Not sure why the compiler is complaining ... implicit declaration of function strchrnul

Question

This is my code:

#include <stdio.h>
#include <ctype.h>
#include <string.h>
#include <stdlib.h>

static int valid_line(char *cur_line) {
    if (*cur_line == '#') {
        return 0;
    }

    char *end = strchrnul(cur_line, '#');

    while(end > cur_line && isspace(*end)) end--;
    return (!(*cur_line == *end));
}

I am going through the line and am getting rid of leading and trailing white spaces and anything that occurs after the '#' (including the '#').

My compiler is saying this:

parser.c:20:2: warning: implicit declaration of function ‘strchrnul’ [-Wimplicit-    function-declaration]
parser.c:20:14: warning: initialisation makes pointer from integer without a cast [enabled by default]

EVen though I have string.h above.

Could someone please explain.

Answer 1

strchrnul() is a GNU extension, and you can get this function included warning free via a feature test macro.

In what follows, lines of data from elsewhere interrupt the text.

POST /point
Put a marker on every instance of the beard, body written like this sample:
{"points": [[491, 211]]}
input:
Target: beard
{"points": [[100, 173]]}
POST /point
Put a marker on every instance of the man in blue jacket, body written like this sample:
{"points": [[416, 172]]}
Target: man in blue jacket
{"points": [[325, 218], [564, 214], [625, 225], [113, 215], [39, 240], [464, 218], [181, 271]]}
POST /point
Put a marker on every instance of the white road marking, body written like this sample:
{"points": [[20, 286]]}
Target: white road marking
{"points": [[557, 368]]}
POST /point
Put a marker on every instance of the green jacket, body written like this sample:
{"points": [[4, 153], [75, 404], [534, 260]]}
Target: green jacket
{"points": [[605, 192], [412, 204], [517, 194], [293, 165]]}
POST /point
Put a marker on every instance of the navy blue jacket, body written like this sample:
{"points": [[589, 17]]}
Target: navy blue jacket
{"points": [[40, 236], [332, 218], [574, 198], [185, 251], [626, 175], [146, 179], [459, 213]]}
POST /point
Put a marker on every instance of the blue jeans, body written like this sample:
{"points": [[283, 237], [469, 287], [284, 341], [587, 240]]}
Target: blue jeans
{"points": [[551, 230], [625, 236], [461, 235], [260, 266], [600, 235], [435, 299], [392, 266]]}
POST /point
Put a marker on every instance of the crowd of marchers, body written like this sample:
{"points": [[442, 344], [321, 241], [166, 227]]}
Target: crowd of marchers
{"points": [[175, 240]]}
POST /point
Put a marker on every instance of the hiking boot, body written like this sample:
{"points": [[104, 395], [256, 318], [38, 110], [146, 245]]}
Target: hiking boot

#define _GNU_SOURCE  // required for strchrnul()

#include <stdio.h>
#include <ctype.h>
#include <string.h>  // required for strchrnul()
#include <stdlib.h>

static int valid_line(char *cur_line) {
    if (*cur_line == '#') {
        return 0;
    }

    char *end = strchrnul(cur_line, '#');

    while(end > cur_line && isspace(*end)) end--;
    return (!(*cur_line == *end));
}

Please note from the second linked man page, the placement of the #define is important:

NOTE: In order to be effective, a feature test macro must be defined before including any header files

Answer 2

If you are using gcc compiler, don't use -std=c89 or -std=c99 but rather use -std=gnu89 or -std=gnu99 as strchrnul is a GNU extension.